Ultimately there will be two more chapters:
Chapter 2 examines the evolution of the GATT as a legal text. The first draft of a proposed charter for an International Trade Organization emerged from the State Department in August 1944. The first publicly released draft of the charter was published by the State Department in December 1945 on the basis of bilateral U.S.-U.K. discussions during the British loan negotiations. A subsequent draft emerged at the conclusion of multilateral consultation in London from September-December 1946. This multilateral meeting instructed officials working at Lake Success, New York, in January‐February to produce a draft of both a General Agreement on Tariffs and Trade and a charter for an International Trade Organization for consideration at the April 1947 Geneva meeting. This chapter traces how the provisions of the GATT evolved as a result of these meetings, and how the composition of the countries involved at each stage affected the specific details in the GATT text and shaped the form that it ultimately took.
In Chapter 3, we assess the GATT in light of recent economic theories that seek to understand the specific rationale for its existence. These theories include the idea that the GATT is motivated by terms of trade externalities across countries, by governments seeking external commitments to reduce the power of domestic interest groups, and by foreign policy considerations.
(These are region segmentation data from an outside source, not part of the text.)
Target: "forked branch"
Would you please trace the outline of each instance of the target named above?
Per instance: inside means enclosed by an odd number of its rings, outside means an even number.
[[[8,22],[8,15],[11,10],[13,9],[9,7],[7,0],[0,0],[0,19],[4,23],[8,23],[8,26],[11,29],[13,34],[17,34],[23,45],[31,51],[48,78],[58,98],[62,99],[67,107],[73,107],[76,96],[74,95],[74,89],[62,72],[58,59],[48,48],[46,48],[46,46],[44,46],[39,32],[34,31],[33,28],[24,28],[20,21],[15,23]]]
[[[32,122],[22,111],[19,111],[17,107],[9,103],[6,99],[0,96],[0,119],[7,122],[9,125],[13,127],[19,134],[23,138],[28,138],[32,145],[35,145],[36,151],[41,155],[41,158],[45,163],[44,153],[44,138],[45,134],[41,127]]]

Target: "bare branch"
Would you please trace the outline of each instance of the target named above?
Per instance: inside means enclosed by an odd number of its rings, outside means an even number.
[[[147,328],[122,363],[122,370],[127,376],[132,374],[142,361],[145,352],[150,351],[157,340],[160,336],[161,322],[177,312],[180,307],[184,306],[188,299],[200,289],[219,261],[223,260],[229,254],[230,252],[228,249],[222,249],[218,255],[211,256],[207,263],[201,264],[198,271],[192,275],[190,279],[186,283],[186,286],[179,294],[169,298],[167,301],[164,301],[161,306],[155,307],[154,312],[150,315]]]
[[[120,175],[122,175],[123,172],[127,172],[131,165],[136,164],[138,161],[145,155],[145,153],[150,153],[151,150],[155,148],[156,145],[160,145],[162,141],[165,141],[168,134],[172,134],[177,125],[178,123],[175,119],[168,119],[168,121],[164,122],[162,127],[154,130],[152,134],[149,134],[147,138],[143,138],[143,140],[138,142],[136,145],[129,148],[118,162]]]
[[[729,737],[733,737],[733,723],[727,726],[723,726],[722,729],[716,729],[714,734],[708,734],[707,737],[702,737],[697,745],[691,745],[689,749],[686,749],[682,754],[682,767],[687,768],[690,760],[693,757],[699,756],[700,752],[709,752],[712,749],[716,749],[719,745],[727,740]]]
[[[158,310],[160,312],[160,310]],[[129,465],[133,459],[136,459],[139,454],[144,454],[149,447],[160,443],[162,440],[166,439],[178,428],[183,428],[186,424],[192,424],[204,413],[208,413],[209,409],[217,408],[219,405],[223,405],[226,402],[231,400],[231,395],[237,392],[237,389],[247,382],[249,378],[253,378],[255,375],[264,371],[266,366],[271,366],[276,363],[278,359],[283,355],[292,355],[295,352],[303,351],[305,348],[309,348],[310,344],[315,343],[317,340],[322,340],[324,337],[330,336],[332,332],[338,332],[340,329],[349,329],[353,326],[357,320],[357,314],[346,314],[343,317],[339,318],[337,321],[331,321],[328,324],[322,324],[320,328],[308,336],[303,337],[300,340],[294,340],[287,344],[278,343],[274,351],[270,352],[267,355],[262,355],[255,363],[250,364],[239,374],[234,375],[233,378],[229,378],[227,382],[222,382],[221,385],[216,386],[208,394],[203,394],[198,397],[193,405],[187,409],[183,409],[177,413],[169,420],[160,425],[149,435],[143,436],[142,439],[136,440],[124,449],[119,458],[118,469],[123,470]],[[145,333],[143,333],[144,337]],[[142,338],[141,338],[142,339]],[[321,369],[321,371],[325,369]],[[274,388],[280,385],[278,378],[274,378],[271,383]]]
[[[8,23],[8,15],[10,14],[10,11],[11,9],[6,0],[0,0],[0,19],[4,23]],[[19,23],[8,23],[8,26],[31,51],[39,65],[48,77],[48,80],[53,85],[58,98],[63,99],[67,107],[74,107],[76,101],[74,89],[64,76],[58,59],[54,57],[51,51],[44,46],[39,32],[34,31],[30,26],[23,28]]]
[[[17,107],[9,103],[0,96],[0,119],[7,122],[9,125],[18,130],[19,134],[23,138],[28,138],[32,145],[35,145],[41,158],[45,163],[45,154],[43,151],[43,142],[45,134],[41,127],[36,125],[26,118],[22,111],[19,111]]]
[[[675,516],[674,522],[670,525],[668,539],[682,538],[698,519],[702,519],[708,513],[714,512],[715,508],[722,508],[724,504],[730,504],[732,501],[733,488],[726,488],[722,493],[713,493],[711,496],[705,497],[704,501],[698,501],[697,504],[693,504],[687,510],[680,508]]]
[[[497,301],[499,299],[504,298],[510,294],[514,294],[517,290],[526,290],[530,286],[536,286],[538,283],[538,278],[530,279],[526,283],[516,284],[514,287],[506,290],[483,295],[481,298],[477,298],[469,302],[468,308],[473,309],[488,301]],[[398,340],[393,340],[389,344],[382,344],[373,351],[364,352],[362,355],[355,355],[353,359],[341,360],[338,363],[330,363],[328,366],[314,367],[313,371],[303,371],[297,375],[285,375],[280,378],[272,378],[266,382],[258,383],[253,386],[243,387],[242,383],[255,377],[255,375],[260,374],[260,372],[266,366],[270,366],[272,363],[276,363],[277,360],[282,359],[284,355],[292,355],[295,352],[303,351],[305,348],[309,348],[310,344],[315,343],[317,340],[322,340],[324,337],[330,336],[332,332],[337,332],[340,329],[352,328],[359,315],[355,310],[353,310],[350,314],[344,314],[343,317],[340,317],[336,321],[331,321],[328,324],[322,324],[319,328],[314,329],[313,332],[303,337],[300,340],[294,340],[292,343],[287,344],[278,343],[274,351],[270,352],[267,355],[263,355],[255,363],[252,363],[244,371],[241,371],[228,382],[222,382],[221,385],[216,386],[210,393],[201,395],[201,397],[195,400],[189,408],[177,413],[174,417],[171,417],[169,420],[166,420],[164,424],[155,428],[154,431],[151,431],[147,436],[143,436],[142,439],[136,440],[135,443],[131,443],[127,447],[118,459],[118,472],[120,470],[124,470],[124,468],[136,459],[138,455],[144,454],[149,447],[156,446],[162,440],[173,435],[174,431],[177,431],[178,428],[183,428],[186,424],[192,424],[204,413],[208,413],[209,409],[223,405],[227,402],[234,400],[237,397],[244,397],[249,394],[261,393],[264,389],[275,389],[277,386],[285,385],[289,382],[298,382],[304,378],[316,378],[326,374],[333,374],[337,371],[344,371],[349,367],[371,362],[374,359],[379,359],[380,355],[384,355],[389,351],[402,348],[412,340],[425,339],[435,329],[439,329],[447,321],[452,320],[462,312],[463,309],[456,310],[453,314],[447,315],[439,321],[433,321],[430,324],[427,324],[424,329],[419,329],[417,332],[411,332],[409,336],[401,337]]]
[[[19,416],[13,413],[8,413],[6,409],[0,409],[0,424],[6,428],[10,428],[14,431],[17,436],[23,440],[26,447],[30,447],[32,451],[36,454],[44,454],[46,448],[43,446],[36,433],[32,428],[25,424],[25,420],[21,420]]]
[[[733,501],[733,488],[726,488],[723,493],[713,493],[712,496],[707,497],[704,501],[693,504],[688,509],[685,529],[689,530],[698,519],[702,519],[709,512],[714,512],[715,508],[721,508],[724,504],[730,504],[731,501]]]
This chapter uses the history developed in the previous chapters to enhance our understanding of the motivations (sometimes different across countries) for why they chose to sign an international agreement on commercial policy.
Hat tip to Jonathan Dingel: Preferential trade and World War II (Trade Diversion, Oct 21).
I've long believed that the Preamble to the GATT should get more attention. It reports, in two short paragraphs, pretty accurately what the Founders thought they were doing in the thirty-five Articles that follow.
Recognizing that their relations in the field of trade and economic endeavour should be conducted with a view to raising standards of living, ensuring full employment and a large and steadily growing volume of real income and effective demand, developing the full use of the resources of the world and expanding the production and exchange of goods,
Being desirous of contributing to these objectives by entering into reciprocal and mutually advantageous arrangements directed to the substantial reduction of tariffs and other barriers to trade and to the elimination of discriminatory treatment in international commerce,
Whether there was a 'shadow' fell between the idea and the reality (between the motion and the act) is another story.
Interesting, too, to compare this Preamble with that to the Marrakesh Agreement ("Establishing WTO") in 1994. Services is added. Phrases such as 'sustainable development' appear, as does the idea of 'developing countries' as a distinct group. But the other objectives are unchanged.